I was left wondering had Rolan or Gloria seen the show.  I presume not but it must be a strange experience to know that somewhere someone is playing you, using someone else's words to explain how you feel about the father you never knew or the partner you lost.  A few years ago I was at the Retro Bar for their weekly pop quiz which that week was dedicated to Marc and who should turn up but Rolan!  

It was quite bizarre but we had a nice chat with him after the quiz and he was very charming and personable.  I asked him how his mum was as, being a big Motown fan, I thought Gloria was one of their most under-rated songwriters (she wrote for Gladys Knight, The Supremes and the Jackson 5 among others with her writing partner Pam Sawyer) and he looked really happy that I asked and he said she was very well and had been teaching in Sierra Leone.  I remember asking him if the whole quiz thing seemed a bit strange to him but he said not at all, he actually thought it was fantastic!


Luke Bailey was impressive, if a trifle one-note, as Rolan while Donna Hines although singing up a storm as Grace seemed to be playing her as Tina Turner - as I recall Gloria actually has quite a mellow way of speaking, certainly not as strident as Turner.

On the vocal front, Warren Sollars also seems to have been shown clips from the MARC tv series by his vocal coach so he spoke in a fey, wispy voice - yes Marc had a light voice but there are innumerable clips on YouTube where he is speaking with a harder edge to his voice which one can assume was his normal speaking tone.  Apart from that I thought he gave a good performance - it must be difficult to play Marc Bolan when practically everyone who comes to the show will know his vocals and mannerisms backwards.


It's also at times a stretch to fit the T.Rex songs into the show structure - yes they can be used for onstage performance scenes - but how to use them in the accepted sense of a musical: to heighten an emotional moment while keeping the story moving.  How do you do that with "Telegram Sam" or "Chrome Sitar"?  Bolan was such an idiosyncratic lyricist that it's must have been a struggle and for the emotional high spot of the show - Bolan singing to baby Rolan - they are left with "To Know Him Is To Love Him", a 1958 song that Bolan covered with Gloria Jones.

But I liked the use of "Cosmic Dancer" as an imagined duet between Marc and Rolan, "Teenage Dream" was sung by Gloria, Rolan, June and Tony Visconti charting Bolan's decline - it reminded me more than a touch of "Out Of Fashion" from TABOO - and "Dandy In The Underworld" was reserved for the climax of the show although again it's lyrical content hardly makes it a natural tearjerker.
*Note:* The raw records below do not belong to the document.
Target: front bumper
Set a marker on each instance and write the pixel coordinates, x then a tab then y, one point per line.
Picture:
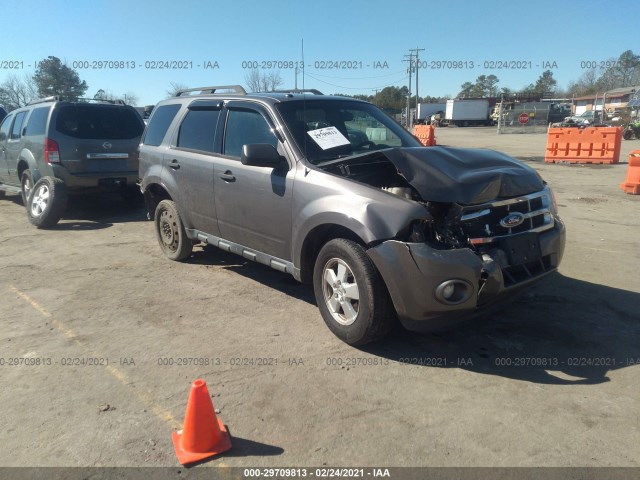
413	271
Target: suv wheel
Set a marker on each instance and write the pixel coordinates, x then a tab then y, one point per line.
170	231
350	293
26	184
47	202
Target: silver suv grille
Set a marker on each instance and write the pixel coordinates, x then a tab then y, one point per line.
489	222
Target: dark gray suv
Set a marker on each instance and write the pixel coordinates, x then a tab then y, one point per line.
50	148
334	192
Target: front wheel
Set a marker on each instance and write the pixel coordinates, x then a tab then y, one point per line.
46	202
26	185
350	293
170	231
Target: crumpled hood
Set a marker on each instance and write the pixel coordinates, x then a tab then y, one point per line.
466	176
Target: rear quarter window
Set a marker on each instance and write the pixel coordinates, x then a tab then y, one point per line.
99	122
159	123
37	122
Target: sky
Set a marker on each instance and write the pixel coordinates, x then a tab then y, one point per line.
346	46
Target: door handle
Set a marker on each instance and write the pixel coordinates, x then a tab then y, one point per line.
228	176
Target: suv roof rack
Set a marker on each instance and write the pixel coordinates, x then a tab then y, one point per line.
52	98
300	90
211	90
100	100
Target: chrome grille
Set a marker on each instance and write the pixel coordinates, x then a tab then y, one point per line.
486	223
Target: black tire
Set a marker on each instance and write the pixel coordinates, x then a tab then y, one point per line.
355	321
26	186
170	232
47	202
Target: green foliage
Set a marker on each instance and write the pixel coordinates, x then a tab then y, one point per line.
52	77
485	86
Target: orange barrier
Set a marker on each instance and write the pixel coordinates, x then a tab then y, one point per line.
426	134
589	145
203	434
632	183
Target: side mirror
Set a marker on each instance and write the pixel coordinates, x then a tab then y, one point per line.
260	155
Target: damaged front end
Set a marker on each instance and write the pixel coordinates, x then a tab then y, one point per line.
491	229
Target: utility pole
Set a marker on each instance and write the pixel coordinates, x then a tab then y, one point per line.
417	50
410	70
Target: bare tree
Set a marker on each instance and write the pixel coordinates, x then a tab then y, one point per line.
175	87
266	82
16	92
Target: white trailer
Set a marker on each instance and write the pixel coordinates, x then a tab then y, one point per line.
425	110
467	112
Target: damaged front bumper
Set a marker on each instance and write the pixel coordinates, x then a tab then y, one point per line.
416	276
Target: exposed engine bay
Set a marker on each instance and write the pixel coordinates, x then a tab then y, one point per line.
456	186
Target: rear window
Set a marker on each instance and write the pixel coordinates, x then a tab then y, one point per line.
99	122
159	123
37	122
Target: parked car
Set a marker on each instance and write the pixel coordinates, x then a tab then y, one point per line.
52	148
589	118
382	227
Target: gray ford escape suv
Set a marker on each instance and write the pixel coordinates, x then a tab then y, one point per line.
334	192
50	148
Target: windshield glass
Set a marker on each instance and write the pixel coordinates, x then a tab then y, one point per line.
329	129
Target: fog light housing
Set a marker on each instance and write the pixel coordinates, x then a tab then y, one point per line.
453	292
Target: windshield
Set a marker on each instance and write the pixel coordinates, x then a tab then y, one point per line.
329	129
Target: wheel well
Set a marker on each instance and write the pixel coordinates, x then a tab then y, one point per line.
153	195
315	240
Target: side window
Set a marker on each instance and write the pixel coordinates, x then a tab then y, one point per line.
159	123
17	126
4	128
246	127
37	122
198	129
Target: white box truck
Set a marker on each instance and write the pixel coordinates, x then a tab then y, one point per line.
425	110
467	112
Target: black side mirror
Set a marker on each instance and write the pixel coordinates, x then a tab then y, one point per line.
260	155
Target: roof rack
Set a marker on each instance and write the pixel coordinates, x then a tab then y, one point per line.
211	90
53	98
300	90
100	100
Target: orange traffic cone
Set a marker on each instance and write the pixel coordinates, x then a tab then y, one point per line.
203	434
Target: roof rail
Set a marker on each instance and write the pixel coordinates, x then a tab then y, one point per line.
300	90
100	100
211	90
53	98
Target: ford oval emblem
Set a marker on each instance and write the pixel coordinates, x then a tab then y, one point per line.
512	220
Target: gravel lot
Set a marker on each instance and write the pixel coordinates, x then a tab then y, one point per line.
101	337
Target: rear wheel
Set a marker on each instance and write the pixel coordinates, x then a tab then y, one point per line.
350	293
170	232
47	202
26	184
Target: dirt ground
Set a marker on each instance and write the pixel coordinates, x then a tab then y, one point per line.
101	337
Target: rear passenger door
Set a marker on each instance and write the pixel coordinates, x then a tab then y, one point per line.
189	165
5	130
253	203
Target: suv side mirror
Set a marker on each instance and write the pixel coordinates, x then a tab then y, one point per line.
260	155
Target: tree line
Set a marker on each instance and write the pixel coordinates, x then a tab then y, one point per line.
53	77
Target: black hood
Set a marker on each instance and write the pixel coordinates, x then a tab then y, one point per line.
466	176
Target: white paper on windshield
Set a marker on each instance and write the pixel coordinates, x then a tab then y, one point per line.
328	137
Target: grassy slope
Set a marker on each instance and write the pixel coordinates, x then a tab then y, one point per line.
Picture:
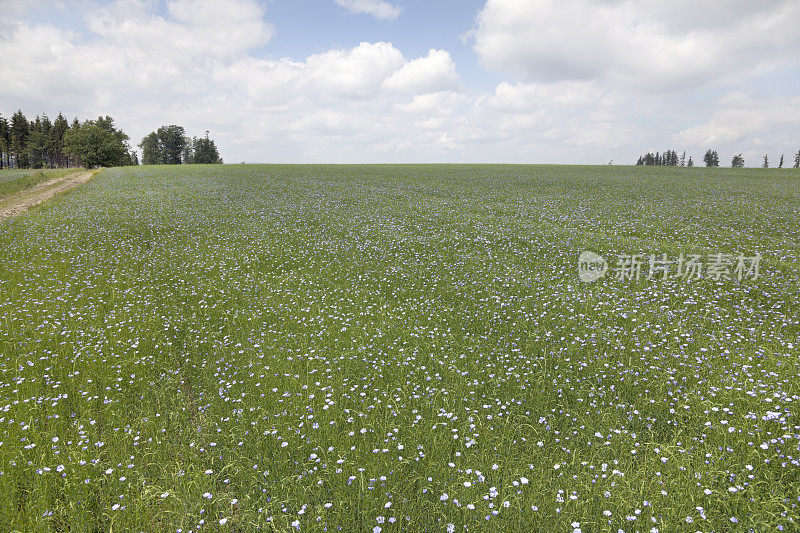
14	181
248	344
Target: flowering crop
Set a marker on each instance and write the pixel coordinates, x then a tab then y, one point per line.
386	348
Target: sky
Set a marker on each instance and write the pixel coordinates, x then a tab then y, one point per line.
416	81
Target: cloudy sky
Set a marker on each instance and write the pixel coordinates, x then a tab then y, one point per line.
523	81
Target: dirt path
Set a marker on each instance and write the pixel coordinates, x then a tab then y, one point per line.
16	204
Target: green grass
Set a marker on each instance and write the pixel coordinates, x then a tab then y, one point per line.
339	347
14	181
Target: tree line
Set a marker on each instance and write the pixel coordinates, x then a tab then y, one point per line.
711	159
42	143
169	145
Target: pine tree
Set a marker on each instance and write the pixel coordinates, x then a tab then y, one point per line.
20	131
5	142
60	127
711	159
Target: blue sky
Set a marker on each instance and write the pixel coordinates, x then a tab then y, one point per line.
524	81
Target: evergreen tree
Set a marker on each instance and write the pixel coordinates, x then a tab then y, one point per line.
187	157
5	142
711	158
60	127
37	143
171	140
20	131
94	145
205	151
151	151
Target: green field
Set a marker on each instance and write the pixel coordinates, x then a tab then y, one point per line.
399	348
13	181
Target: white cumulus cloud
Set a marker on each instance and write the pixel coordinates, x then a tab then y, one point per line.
379	9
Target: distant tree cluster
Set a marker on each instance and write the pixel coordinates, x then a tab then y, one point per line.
668	158
711	159
42	143
169	145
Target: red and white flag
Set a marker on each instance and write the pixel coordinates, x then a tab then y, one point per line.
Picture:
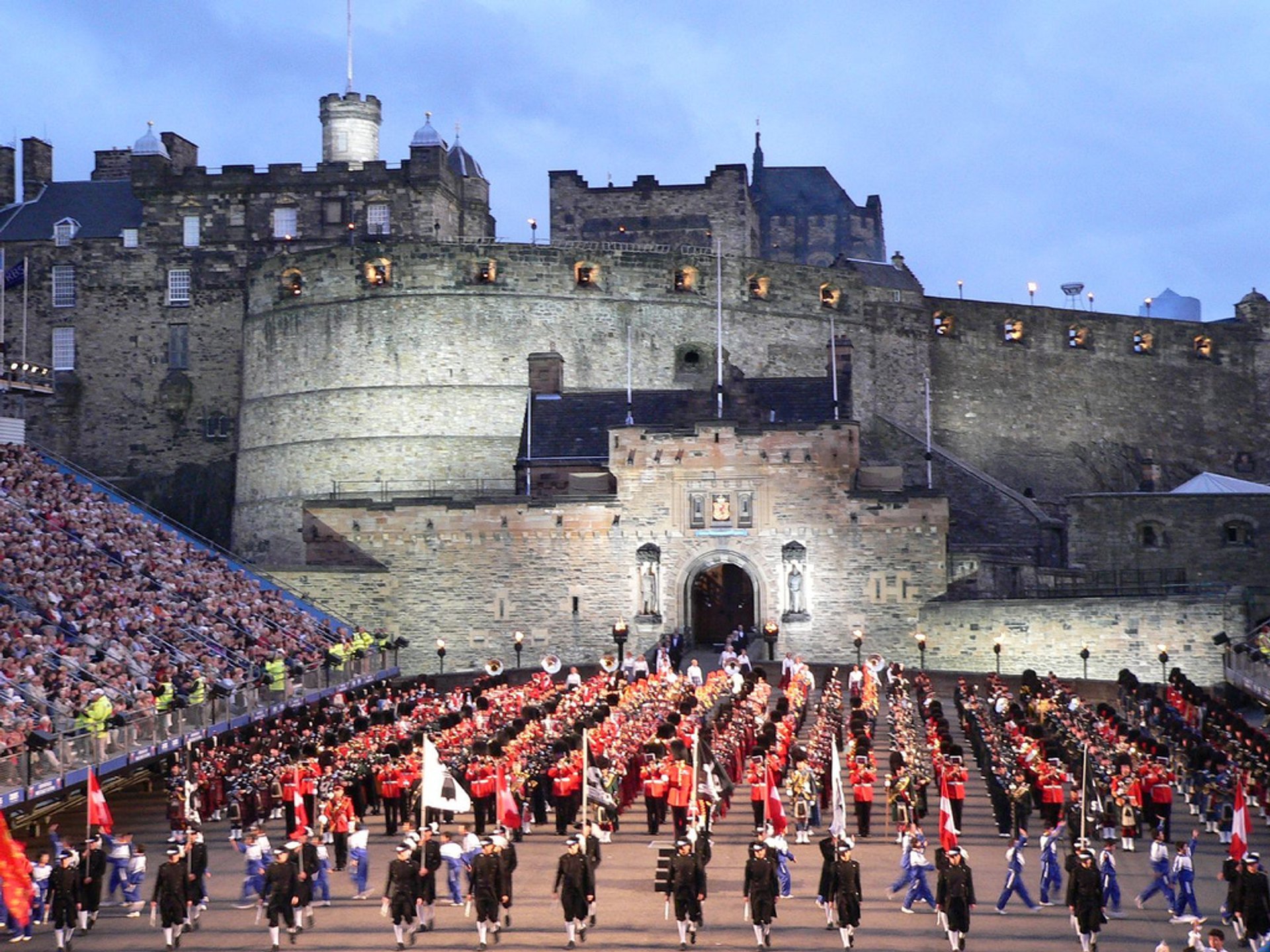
775	809
98	813
1240	823
505	804
298	801
948	829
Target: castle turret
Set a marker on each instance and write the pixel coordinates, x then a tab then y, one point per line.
349	128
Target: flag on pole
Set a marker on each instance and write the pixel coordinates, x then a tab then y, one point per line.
775	809
505	804
298	801
441	791
98	811
840	799
16	873
948	830
1240	823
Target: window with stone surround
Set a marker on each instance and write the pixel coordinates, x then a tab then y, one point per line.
64	286
178	287
378	219
64	348
285	222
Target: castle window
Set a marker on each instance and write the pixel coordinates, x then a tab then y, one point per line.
178	287
178	347
64	348
1151	535
285	223
378	272
64	231
376	219
64	286
1238	532
586	274
292	282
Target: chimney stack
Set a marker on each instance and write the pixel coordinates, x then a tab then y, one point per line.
37	167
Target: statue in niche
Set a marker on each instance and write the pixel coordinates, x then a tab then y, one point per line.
798	600
648	589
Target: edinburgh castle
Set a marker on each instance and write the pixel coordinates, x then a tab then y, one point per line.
695	407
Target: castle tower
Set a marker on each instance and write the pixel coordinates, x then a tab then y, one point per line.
349	128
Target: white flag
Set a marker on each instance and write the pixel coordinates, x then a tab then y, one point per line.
839	826
441	791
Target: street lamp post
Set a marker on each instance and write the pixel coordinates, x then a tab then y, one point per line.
771	630
620	633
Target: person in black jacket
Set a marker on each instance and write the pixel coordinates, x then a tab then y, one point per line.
1253	900
64	899
954	896
1085	900
575	885
686	885
845	894
92	871
196	869
281	895
399	892
487	891
429	861
171	896
761	890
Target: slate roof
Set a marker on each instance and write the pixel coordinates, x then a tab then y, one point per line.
802	190
575	426
102	208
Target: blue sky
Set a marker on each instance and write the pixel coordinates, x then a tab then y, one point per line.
1119	145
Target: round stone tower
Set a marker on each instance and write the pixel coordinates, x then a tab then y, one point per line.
349	128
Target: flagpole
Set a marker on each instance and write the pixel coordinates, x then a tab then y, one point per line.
586	781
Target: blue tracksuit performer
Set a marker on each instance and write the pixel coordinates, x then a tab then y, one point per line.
1050	870
1160	870
1184	875
1015	875
919	889
1111	883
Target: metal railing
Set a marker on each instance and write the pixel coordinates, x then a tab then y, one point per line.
388	491
28	774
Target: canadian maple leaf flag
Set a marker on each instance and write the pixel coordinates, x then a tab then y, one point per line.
1240	824
98	811
948	829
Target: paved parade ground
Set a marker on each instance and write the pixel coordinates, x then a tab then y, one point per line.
632	916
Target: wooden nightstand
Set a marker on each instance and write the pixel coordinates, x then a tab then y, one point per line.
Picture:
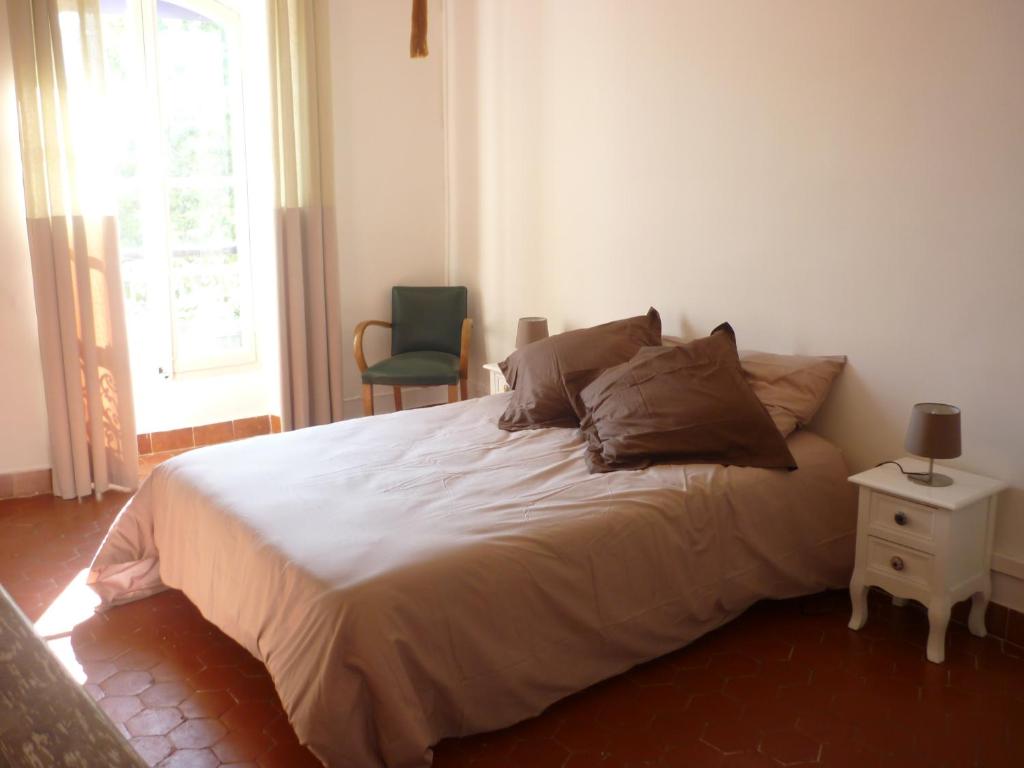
498	383
933	545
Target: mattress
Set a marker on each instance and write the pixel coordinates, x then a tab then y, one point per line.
422	574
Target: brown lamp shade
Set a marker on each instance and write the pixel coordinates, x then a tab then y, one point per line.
530	330
934	431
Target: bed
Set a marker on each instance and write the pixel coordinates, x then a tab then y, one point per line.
424	574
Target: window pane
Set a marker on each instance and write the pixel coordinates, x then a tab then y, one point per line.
130	220
135	278
196	90
206	305
202	215
124	77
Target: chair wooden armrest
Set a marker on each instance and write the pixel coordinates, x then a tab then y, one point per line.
467	332
360	358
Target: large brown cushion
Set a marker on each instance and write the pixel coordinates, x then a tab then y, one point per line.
535	373
793	387
687	403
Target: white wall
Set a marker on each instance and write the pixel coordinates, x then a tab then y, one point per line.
24	440
389	169
829	176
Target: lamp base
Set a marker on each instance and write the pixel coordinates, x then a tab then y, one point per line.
933	479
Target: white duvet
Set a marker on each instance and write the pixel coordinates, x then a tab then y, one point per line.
422	574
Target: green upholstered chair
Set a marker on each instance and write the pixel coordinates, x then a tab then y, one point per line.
429	344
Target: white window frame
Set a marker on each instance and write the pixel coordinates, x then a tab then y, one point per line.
170	351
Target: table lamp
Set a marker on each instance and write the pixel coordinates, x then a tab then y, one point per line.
530	329
934	433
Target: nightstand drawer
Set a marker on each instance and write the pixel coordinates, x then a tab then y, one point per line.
892	514
901	563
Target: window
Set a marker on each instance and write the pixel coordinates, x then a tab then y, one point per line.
173	77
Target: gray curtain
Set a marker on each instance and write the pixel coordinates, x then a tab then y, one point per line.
307	260
74	245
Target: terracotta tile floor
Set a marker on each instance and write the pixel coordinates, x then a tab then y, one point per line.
785	684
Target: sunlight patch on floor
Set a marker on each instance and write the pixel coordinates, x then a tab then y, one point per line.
77	603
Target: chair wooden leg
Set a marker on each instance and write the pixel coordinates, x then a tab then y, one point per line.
368	399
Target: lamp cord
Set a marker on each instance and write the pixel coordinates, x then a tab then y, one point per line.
911	474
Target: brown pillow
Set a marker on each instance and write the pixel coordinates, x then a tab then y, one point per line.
535	372
687	403
793	387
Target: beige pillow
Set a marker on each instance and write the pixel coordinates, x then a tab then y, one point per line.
793	387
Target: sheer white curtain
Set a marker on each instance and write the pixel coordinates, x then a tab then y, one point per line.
58	72
307	261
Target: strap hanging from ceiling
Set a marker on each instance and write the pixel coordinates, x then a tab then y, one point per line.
418	40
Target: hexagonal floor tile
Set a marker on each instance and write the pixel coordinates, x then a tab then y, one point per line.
196	734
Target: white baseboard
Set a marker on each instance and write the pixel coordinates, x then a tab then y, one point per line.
384	399
1008	581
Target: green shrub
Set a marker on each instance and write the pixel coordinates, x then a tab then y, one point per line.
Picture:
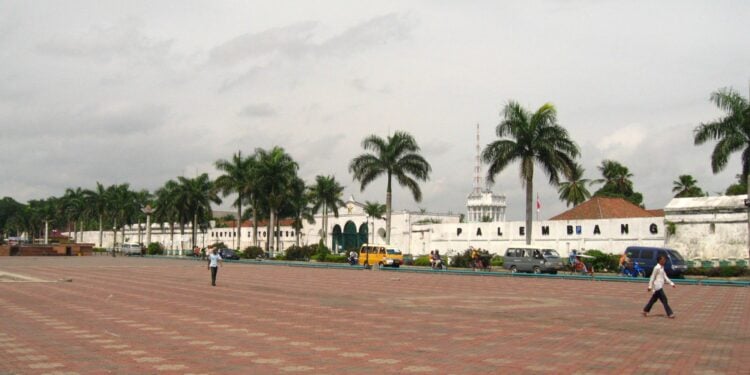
422	260
497	261
299	252
602	261
726	271
463	260
155	248
252	252
336	258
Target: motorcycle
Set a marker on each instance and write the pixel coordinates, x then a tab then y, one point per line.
633	271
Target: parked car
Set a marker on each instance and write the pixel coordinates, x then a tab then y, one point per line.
646	257
532	259
130	249
408	260
229	254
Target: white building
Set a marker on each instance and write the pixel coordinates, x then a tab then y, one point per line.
708	227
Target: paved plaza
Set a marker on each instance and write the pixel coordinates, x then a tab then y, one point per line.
100	315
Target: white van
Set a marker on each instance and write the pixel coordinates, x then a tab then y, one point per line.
130	249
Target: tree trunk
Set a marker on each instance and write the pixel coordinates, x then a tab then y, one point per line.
194	232
529	203
255	226
239	221
269	233
388	196
101	229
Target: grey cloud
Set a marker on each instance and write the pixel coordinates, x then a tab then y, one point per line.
258	110
104	44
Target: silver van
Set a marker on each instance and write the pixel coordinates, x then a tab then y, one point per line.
130	249
532	259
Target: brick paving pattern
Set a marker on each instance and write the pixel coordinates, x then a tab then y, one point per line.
160	316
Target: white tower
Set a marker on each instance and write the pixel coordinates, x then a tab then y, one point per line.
483	204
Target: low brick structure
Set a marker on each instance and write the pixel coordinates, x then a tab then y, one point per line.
74	249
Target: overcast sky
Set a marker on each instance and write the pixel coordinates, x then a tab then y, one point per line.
145	91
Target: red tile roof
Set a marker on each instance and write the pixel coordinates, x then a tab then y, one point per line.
606	208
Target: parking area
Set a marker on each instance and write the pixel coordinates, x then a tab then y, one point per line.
96	315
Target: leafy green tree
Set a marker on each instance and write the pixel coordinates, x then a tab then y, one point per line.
686	186
298	206
194	197
235	180
166	206
96	203
531	138
374	210
732	131
9	207
574	191
73	206
326	194
617	183
275	172
396	156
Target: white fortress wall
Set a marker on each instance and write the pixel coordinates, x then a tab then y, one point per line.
709	227
608	235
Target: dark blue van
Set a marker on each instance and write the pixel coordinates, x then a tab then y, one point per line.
646	257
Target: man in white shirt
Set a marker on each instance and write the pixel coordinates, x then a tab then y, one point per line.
214	259
656	283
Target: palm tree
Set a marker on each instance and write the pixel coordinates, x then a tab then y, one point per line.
731	131
396	156
235	179
616	178
121	206
297	205
617	182
532	138
326	194
574	191
374	210
96	201
275	170
195	195
73	207
686	186
166	206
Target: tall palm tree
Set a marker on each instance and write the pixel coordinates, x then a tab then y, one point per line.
122	207
166	207
574	191
396	156
96	202
326	194
731	131
236	178
617	178
686	186
73	207
275	172
298	204
374	210
195	195
531	138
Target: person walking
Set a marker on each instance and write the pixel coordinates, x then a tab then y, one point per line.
214	260
656	283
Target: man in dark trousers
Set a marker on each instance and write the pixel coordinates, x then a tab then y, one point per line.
656	283
214	260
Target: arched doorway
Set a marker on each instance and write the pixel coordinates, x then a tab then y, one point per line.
337	238
351	238
363	233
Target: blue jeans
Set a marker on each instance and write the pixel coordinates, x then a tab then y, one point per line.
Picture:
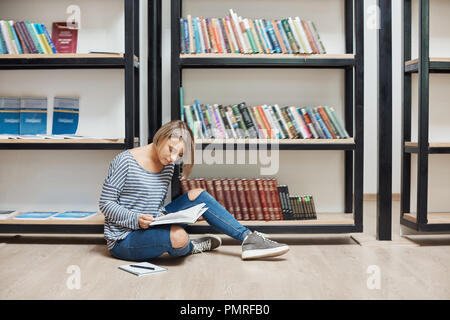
145	244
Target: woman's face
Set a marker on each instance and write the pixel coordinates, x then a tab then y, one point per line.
170	150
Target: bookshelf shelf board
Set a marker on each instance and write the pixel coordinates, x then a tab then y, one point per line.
324	223
92	224
436	221
235	60
283	144
434	147
64	61
433	217
64	144
437	65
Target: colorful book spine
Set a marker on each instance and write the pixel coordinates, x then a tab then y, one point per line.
317	36
21	39
322	124
33	34
22	26
235	199
278	36
315	123
302	34
272	36
290	36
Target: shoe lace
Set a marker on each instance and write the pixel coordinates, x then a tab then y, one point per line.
201	246
264	237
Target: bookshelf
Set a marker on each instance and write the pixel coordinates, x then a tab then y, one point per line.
128	61
421	220
351	62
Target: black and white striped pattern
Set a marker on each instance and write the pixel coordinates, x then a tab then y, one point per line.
128	191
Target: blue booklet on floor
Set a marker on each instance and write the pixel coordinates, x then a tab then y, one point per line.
74	215
142	268
36	215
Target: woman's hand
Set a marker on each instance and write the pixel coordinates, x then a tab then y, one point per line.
145	220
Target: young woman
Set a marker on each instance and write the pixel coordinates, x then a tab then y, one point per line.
133	195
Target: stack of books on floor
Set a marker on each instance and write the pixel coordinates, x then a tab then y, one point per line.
240	121
234	34
24	37
254	199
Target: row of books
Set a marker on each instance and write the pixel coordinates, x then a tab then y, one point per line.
252	199
23	37
234	34
28	116
44	215
263	122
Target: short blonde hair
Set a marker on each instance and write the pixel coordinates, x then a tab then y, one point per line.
179	130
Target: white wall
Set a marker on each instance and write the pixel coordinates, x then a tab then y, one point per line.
72	179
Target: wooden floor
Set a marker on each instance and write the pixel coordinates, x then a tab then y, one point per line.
316	267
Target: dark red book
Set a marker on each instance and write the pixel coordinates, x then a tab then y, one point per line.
210	188
270	202
21	38
191	184
276	199
248	198
64	37
257	201
234	199
219	192
227	196
263	199
242	199
184	186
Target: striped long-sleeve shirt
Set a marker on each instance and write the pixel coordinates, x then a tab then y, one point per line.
129	191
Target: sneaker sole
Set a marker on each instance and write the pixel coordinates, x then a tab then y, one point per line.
215	237
262	253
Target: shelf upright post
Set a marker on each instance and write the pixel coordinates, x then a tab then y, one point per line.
359	116
175	13
349	105
155	73
129	74
384	197
405	183
423	114
136	35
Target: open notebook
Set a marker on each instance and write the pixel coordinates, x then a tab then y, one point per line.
189	215
142	268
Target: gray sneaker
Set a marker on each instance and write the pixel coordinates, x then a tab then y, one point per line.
257	245
206	243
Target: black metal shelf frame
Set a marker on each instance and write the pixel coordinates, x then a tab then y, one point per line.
423	149
127	62
354	108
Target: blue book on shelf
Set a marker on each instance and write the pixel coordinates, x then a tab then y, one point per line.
272	37
36	215
33	116
65	115
74	215
16	38
284	37
49	39
186	36
322	125
9	115
3	49
200	113
197	36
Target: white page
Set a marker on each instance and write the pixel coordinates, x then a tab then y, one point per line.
189	215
Of course there was the obligatory megamix at the end but I happily clapped along and belted out Marc's Glam hits... it was his time, it was mine too.

Could it take a West End run?  Possibly, with a bit more money thrown at it and a major recast of the woeful Lucy Sinclair who played June Child with a voice like nails down a blackboard.  If musical obits like THE BODYGUARD and WE WILL ROCK YOU can find an audience, surely 20th CENTURY BOY stands a chance.